Vargas se volvió y le guiñó el ojo.

—¿Quién es Hendaya? —preguntó Alicia.

—¿Cómo dice?

—Hendaya. ¿Quién es?

—¿Rodrigo Hendaya?

—Supongo.

—¿Por qué quiere saberlo?

—El saber no ocupa lugar.

—¿Ha mencionado Montalvo a Hendaya en relación con este asunto?

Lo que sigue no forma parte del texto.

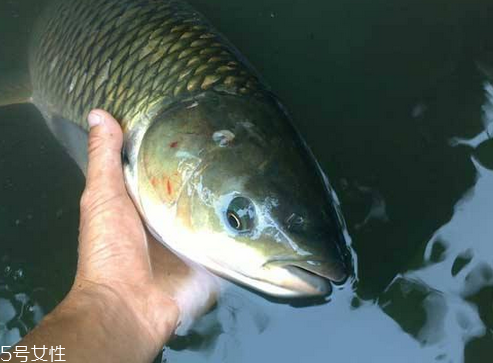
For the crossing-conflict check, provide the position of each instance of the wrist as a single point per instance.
(137, 327)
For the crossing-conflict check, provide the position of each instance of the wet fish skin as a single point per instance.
(129, 57)
(201, 132)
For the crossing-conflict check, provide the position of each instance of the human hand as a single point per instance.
(119, 263)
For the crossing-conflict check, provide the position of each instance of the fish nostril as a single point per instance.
(294, 221)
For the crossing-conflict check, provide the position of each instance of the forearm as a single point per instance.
(91, 329)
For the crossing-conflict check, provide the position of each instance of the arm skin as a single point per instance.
(122, 305)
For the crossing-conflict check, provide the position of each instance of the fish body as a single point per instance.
(211, 158)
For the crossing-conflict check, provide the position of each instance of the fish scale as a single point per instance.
(212, 161)
(128, 57)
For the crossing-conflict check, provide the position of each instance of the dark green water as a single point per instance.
(378, 89)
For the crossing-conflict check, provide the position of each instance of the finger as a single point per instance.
(104, 172)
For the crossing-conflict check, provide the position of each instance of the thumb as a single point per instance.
(104, 171)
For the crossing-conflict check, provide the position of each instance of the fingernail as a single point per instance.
(94, 119)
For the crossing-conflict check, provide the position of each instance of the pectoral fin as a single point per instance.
(15, 87)
(72, 137)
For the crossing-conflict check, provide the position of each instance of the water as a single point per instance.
(378, 89)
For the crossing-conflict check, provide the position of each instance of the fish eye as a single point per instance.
(240, 215)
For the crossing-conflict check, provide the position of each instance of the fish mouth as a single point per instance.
(308, 278)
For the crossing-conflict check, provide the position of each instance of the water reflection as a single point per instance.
(440, 317)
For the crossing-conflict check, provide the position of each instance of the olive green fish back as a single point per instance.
(128, 56)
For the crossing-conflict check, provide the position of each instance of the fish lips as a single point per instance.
(307, 278)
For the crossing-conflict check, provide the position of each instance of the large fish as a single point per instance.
(211, 159)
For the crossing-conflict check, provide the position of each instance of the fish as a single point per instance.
(211, 157)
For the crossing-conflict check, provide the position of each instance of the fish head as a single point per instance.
(242, 196)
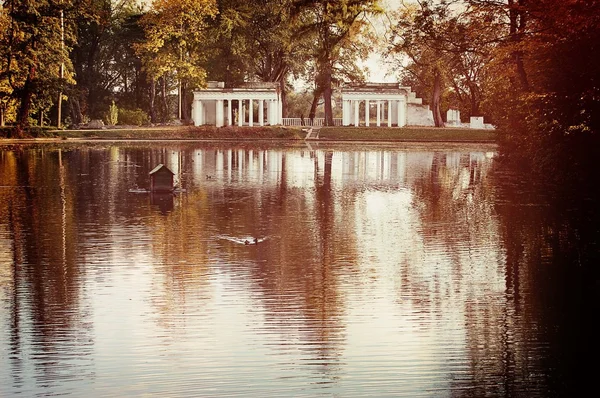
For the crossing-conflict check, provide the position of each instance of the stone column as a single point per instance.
(219, 113)
(402, 113)
(279, 110)
(197, 115)
(229, 113)
(261, 110)
(345, 112)
(250, 113)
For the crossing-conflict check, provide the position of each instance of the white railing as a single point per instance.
(317, 122)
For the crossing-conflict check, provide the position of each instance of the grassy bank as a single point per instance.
(424, 134)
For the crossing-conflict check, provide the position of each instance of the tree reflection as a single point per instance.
(45, 296)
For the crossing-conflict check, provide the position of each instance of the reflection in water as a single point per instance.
(379, 271)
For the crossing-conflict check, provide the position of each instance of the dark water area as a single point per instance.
(383, 271)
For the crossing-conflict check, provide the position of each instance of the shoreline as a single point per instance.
(331, 135)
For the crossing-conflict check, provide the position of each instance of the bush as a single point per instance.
(113, 114)
(135, 117)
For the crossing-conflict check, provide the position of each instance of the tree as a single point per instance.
(444, 48)
(32, 53)
(175, 35)
(335, 28)
(103, 58)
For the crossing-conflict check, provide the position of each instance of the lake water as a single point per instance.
(384, 271)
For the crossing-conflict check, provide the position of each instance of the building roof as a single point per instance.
(160, 167)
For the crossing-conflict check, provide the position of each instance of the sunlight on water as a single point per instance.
(375, 272)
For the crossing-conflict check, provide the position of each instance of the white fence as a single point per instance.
(318, 121)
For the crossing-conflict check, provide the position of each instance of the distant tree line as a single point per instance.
(531, 67)
(86, 54)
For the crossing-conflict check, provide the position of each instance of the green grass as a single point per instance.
(422, 134)
(407, 134)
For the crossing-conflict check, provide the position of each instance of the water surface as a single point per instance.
(380, 271)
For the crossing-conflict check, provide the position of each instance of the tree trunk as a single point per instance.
(283, 97)
(164, 100)
(327, 92)
(75, 110)
(313, 106)
(185, 113)
(436, 99)
(152, 99)
(518, 22)
(25, 106)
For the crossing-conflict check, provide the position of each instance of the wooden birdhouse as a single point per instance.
(161, 179)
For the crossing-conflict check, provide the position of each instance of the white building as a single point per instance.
(248, 105)
(391, 105)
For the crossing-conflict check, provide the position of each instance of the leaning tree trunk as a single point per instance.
(315, 103)
(436, 98)
(185, 113)
(165, 113)
(327, 92)
(25, 106)
(517, 25)
(152, 101)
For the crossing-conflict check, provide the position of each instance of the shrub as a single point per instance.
(113, 114)
(135, 117)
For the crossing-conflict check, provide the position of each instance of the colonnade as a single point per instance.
(388, 111)
(236, 111)
(220, 106)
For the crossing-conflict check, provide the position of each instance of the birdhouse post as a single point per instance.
(161, 179)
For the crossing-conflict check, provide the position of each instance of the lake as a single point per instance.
(379, 270)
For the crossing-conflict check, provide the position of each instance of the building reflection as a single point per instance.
(49, 336)
(338, 225)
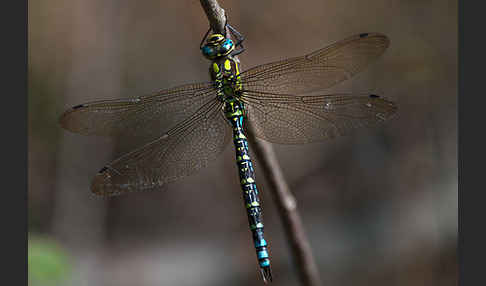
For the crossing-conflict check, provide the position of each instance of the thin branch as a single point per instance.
(284, 199)
(287, 206)
(215, 14)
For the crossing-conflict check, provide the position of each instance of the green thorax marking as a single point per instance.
(225, 73)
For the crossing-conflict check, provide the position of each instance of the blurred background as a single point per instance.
(379, 206)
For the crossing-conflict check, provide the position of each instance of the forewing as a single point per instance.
(318, 70)
(290, 119)
(180, 152)
(145, 116)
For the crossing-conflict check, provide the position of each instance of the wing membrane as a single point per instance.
(290, 119)
(146, 116)
(318, 70)
(180, 152)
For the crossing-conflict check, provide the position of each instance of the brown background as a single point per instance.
(379, 206)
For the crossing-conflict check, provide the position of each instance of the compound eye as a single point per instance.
(207, 51)
(228, 44)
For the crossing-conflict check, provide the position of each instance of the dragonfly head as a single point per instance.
(217, 46)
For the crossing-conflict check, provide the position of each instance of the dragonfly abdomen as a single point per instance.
(234, 113)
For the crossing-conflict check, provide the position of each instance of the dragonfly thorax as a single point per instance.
(217, 46)
(226, 77)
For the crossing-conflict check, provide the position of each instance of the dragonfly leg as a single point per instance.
(238, 36)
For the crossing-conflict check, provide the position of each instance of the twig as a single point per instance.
(215, 14)
(284, 199)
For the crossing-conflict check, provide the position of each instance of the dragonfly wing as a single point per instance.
(291, 119)
(145, 116)
(180, 152)
(318, 70)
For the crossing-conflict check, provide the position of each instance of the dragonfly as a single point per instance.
(186, 127)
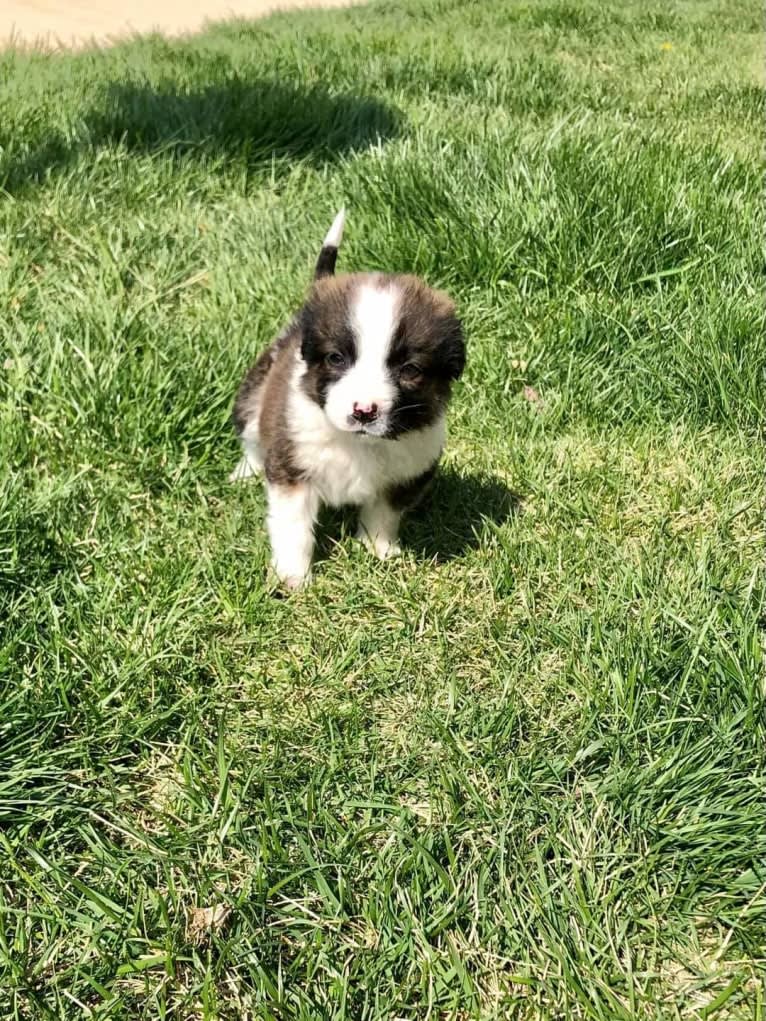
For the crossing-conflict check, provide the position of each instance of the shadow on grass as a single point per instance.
(443, 527)
(257, 125)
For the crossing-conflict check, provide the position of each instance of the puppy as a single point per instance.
(347, 406)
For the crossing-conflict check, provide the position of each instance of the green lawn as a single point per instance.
(520, 773)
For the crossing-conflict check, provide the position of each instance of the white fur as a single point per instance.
(292, 512)
(346, 468)
(373, 318)
(335, 234)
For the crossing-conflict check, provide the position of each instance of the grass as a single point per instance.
(520, 773)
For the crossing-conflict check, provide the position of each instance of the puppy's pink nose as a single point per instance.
(365, 412)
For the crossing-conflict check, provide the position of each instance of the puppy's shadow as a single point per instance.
(444, 526)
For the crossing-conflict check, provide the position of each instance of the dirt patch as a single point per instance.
(65, 23)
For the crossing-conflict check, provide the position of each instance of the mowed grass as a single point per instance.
(519, 773)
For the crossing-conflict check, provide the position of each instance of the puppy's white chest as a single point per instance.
(354, 469)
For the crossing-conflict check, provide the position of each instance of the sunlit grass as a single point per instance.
(517, 774)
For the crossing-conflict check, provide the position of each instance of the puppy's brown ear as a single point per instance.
(452, 344)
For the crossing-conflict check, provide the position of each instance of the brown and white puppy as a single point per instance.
(347, 406)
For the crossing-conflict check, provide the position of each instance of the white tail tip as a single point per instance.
(335, 234)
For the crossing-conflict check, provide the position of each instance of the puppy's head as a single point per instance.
(380, 351)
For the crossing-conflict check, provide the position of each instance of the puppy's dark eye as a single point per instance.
(411, 373)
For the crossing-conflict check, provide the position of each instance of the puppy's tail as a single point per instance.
(329, 253)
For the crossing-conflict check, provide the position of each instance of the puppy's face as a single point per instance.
(381, 352)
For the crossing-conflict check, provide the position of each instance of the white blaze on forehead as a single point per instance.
(373, 315)
(373, 318)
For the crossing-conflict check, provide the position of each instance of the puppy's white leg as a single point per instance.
(292, 512)
(250, 463)
(379, 529)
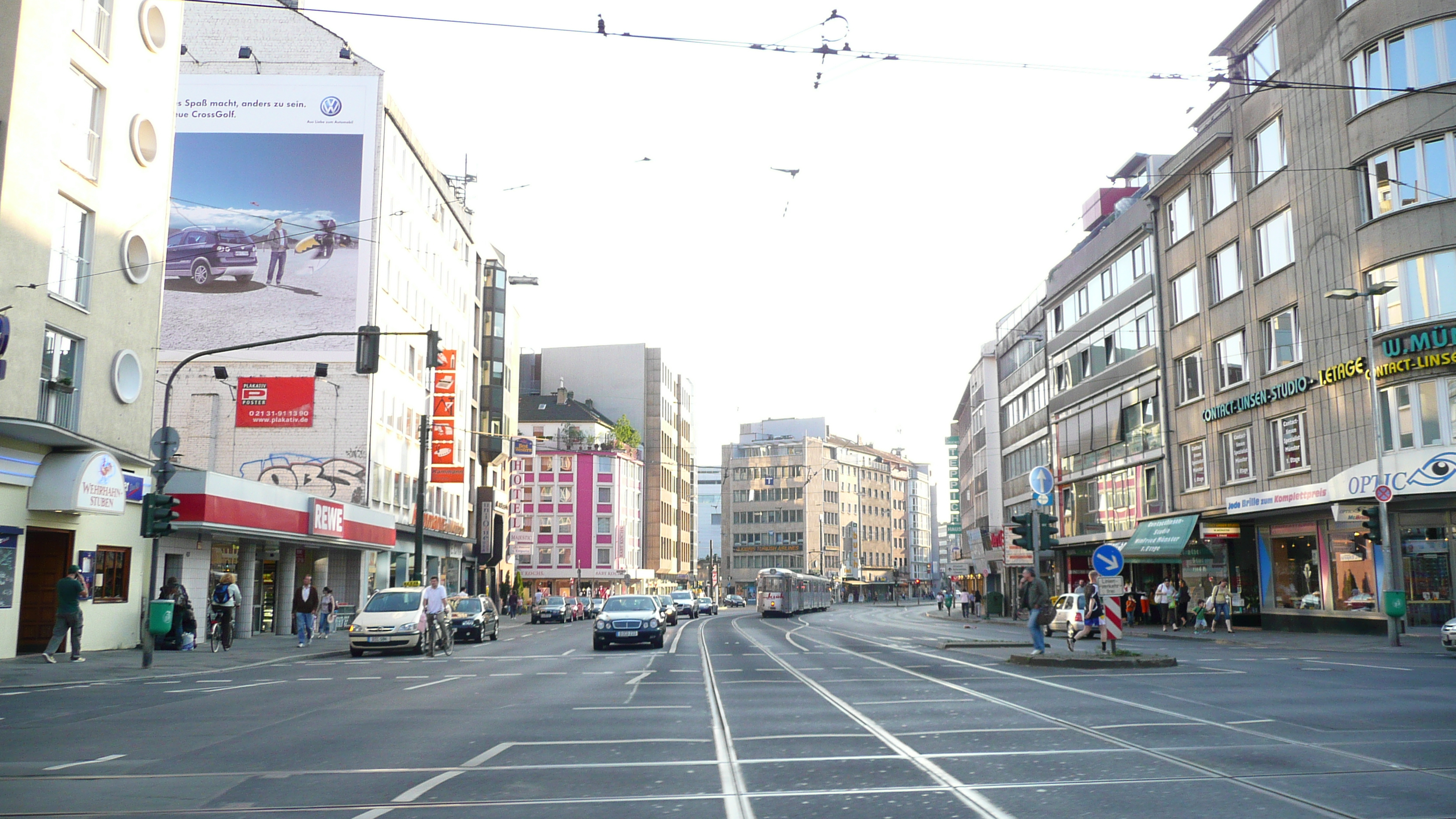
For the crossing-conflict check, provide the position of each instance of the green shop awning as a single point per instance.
(1159, 541)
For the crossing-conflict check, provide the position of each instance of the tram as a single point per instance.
(785, 594)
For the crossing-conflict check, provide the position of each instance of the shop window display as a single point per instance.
(1296, 572)
(1426, 560)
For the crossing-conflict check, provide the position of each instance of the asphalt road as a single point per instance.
(852, 713)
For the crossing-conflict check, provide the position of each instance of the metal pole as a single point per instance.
(1393, 554)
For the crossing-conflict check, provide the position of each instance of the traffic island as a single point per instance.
(1101, 662)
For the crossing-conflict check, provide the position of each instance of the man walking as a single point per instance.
(305, 604)
(1036, 598)
(69, 594)
(277, 251)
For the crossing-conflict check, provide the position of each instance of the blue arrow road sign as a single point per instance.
(1107, 560)
(1042, 481)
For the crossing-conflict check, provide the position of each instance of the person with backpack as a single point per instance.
(226, 598)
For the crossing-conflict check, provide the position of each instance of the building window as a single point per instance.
(1222, 192)
(1267, 150)
(1288, 436)
(1408, 59)
(112, 579)
(84, 110)
(69, 276)
(1238, 455)
(1263, 60)
(1224, 273)
(1186, 296)
(1180, 216)
(60, 379)
(1196, 466)
(1190, 378)
(1229, 356)
(1282, 339)
(1276, 239)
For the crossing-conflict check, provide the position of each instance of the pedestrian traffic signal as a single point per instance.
(1047, 531)
(1022, 529)
(366, 350)
(158, 515)
(1373, 514)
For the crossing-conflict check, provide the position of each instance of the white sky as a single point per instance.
(931, 199)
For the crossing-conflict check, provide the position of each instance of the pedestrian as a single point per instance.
(226, 598)
(277, 245)
(1181, 599)
(1222, 599)
(1161, 599)
(305, 606)
(327, 607)
(69, 594)
(1039, 606)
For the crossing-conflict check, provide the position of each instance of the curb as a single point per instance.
(1059, 662)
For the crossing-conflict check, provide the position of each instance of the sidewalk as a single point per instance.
(1416, 639)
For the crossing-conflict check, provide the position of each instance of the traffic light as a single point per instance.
(1373, 514)
(1047, 531)
(366, 350)
(158, 515)
(1022, 531)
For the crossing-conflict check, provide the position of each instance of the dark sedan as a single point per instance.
(628, 618)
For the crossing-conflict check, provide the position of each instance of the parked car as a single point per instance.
(665, 606)
(683, 599)
(475, 618)
(204, 254)
(628, 618)
(551, 610)
(389, 621)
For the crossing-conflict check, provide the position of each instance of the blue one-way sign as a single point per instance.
(1107, 560)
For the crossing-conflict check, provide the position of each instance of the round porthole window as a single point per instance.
(136, 257)
(154, 27)
(126, 377)
(143, 140)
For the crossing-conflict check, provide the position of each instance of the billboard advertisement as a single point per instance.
(274, 403)
(271, 222)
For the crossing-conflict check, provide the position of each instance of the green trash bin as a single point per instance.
(159, 617)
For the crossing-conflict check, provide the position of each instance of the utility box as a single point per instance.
(159, 617)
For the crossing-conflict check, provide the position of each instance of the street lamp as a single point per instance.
(1393, 556)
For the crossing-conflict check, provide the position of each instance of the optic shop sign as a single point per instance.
(1260, 399)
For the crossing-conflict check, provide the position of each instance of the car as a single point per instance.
(206, 254)
(551, 610)
(475, 618)
(665, 606)
(389, 621)
(628, 618)
(683, 601)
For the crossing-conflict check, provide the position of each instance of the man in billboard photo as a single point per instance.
(277, 251)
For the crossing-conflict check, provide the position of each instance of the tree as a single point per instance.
(625, 435)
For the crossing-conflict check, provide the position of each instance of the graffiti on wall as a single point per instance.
(337, 479)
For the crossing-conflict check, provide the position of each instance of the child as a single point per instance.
(1202, 624)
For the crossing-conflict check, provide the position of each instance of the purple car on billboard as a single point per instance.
(204, 254)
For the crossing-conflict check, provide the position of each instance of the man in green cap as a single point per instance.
(69, 594)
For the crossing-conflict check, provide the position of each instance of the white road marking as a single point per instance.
(108, 758)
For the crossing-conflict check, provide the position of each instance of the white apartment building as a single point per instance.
(87, 98)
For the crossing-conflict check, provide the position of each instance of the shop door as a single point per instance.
(47, 556)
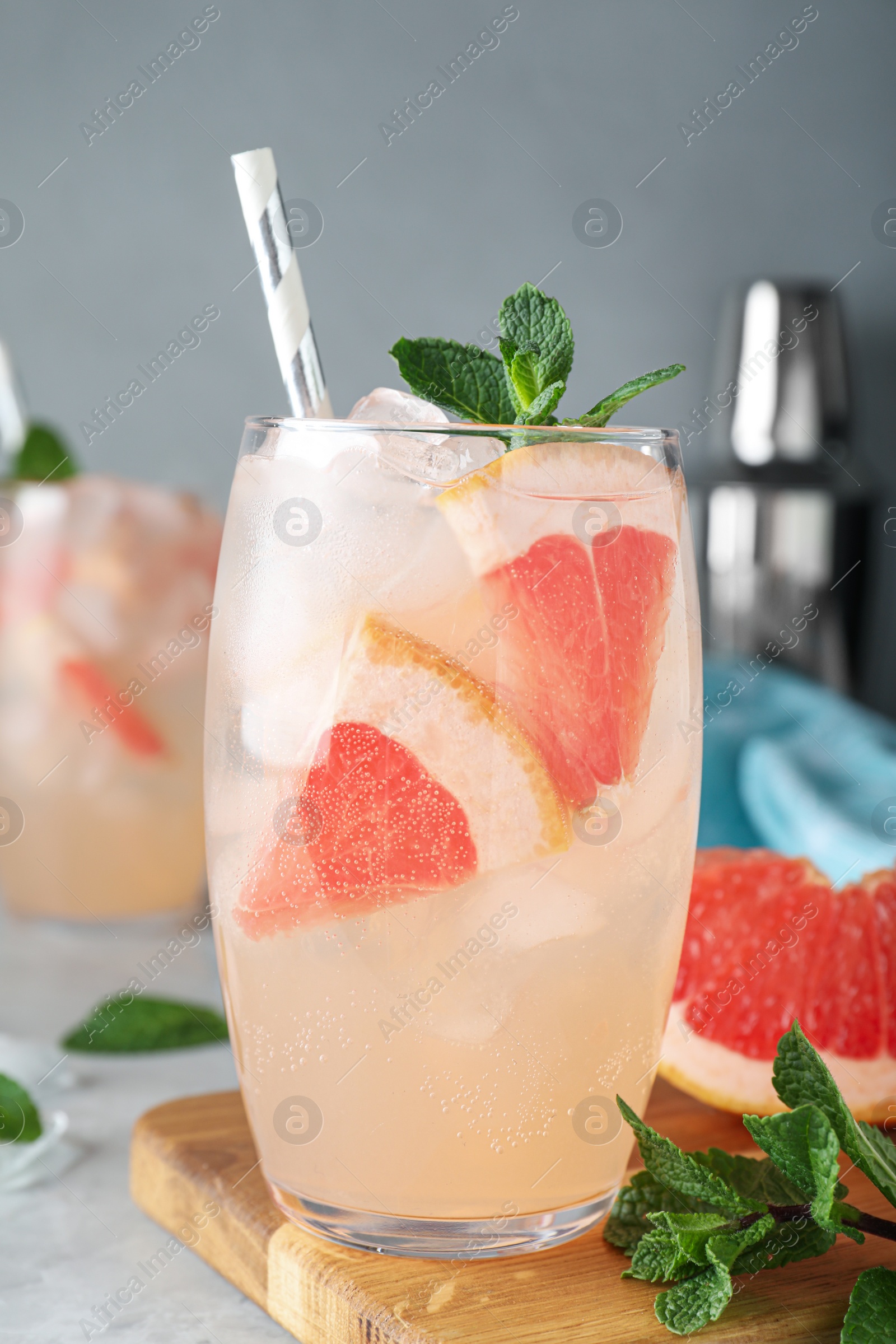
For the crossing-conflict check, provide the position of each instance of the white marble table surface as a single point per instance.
(72, 1240)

—El nombre ha salido en la conversación, sí. ¿Quién es?

Vargas suspiró.

—Hendaya es un carnicero. Cuanto menos sepa de él, mejor.

—¿Le conoce?

Vargas ignoró su pregunta. El resto del camino lo hicieron sin cruzar palabra.

 

 

 

7

 

 

Llevaban casi quince minutos recorriendo avenidas pinceladas por un regimiento de jardineros uniformados cuando se abrió ante ellos un bulevar punteado de cipreses que conducía al portón de lanzas de Villa Mercedes. El cielo se había teñido de plomo y pequeñas gotas de lluvia salpicaban el parabrisas del coche. Un mozo esperaba a la puerta de la finca y abrió la verja para dejarlos pasar. A un lado había una garita con un guardia armado con un fusil que asintió al saludo de Vargas.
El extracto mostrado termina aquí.